Talvez, seja esse sentido de apropriação “espiritual” o que de mais importante podemos considerar na morte: como sendo parte de um ciclo; ponte para passagem de um mundo a outro; movimento necessário à continuidade da existência. “O momento mais escuro da noite anuncia o início da claridade da manhã seguinte”. E a arte a imortalizar esse momento.

A arte eterniza a vida:
O artista Flávio de Carvalho (1889-1973) desenhou sua mãe no momento em que ela morria, captando os últimos suspiros dela nesse planeta, em uma série que se tornou célebre na arte nacional.
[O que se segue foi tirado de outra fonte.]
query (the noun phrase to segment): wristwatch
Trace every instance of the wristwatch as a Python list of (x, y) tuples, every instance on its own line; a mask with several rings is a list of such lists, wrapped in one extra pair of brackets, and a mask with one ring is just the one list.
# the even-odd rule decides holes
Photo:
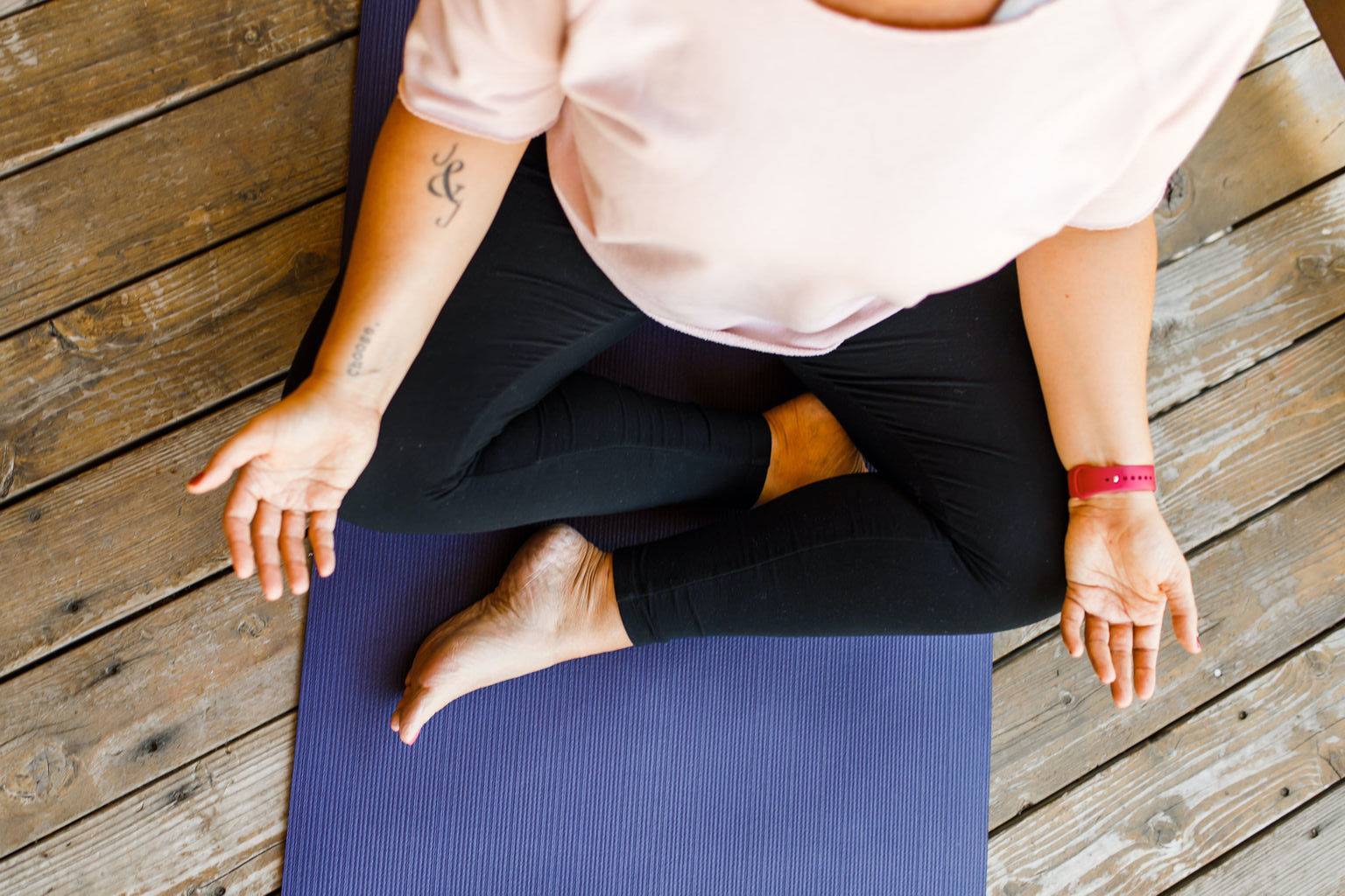
[(1087, 498), (1103, 492), (1157, 492), (1153, 463), (1115, 463), (1093, 466), (1080, 463), (1069, 467), (1069, 497)]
São desenhos muito rápidos, croquis, mas que emanam essa urgência de registrar a vida em seus estertores. E os retratos de sua mãe entraram para a posteridade...
Sobre a morte, também, há um trabalho extremamente inteligente e delicado feito pela artista Yoko Ono – viúva de John Lennon (1940-1980) – intitulado “Árvores do desejo”, de 1998, realizado no Brasil, em homenagem aos camponeses mortos no dia 09 de agosto (olha aí!) de 1995, no massacre de Corumbiara. Trata-se de vários caixões de defunto cheios de terra, em que se plantou mudas de árvores perfumadas, evidenciando uma metáfora entre morte e renovação.

Esquecendo da vida:
Nosso personagem, então, deixa de lado a biblioteca, passa ao largo do livro “Os sofrimentos do jovem Werther”, do poeta alemão J. Goethe (1749-1832), que se suicida por um amor não correspondido, e aumenta o som do rádio que, neste momento, toca “Fita Amarela”, de Noel Rosa(1910-1937): “Se existisse alma/ se há outra encarnação/ eu queria que uma mulata/ Sapateasse no meu caixão”. Abre a janela, deixa o sol entrar e esquece da vida (e também da morte).

agosto mortal




















O Dia da Morte; pintura de William-Adolphe Bouguereau (1825-1905)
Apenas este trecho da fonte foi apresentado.